All of this is to say that while making arresting images, Gorman is issuing invitation, particularly to the many of us who are non-native Portlanders, to acquaint ourselves with Portland past. At a time when we’re looking to Portland’s bold future, with new ambitious mayor, construction cranes optimistically (defiantly) yellow, rail, etceteras considering the how we got where we are and at what expense (cultural and otherwise) is more than worthwhile. And that it is artist rather than politician issuing the invitation, is all the better.
Gorman sees what he’s doing as both cryptic historical response to a piece of history or a building and also as “charting change.” He’s engaging not only Portland architectural and socio-cultural history (reading say, Marie Rose Wong’s Sweet Cakes, Long Journey), but also reading texts like How Buildings Learn. He worked furiously in recent months to prepare for his senior thesis show at PNCA, but the series is by no means played out. He’s just begun. We’re very much anticipating work he’ll do as part of PICA’s TBA:08. On another note, Gorman has work with longtime collaborator Caleb Freese this month in a group show at Upper Playground.

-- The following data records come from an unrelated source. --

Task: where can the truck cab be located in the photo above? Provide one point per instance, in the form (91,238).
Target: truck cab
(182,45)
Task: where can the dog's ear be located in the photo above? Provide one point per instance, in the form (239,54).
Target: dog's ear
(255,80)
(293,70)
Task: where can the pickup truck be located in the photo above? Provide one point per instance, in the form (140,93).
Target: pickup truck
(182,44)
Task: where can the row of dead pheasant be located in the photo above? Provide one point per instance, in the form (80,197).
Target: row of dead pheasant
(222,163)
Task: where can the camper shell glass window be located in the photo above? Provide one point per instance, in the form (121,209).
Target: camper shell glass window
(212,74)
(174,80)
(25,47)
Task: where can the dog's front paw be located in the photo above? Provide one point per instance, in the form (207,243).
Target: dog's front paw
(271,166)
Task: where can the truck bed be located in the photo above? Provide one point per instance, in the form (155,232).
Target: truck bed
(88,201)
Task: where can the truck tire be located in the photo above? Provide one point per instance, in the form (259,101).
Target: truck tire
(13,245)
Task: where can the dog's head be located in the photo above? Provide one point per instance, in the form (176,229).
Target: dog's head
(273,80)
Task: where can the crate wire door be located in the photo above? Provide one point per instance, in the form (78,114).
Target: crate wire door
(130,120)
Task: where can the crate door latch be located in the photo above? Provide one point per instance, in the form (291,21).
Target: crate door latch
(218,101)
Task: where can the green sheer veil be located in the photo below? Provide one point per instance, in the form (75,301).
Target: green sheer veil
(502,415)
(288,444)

There will be a First Thursday Art opening for the PNCA Senior show on June 5th from 6-9 PM in Swigert Commns and the Stevens Studios at the Pacific Northwest College of Art (1241 NW Johnson) . The show runs through June 15.
See Gorman’s website, resultsunderaction.com for more photos. Click on the photos above for larger versions.
*Gertrude Stein is quoted as saying of Oakland, CA, “There is no there there.”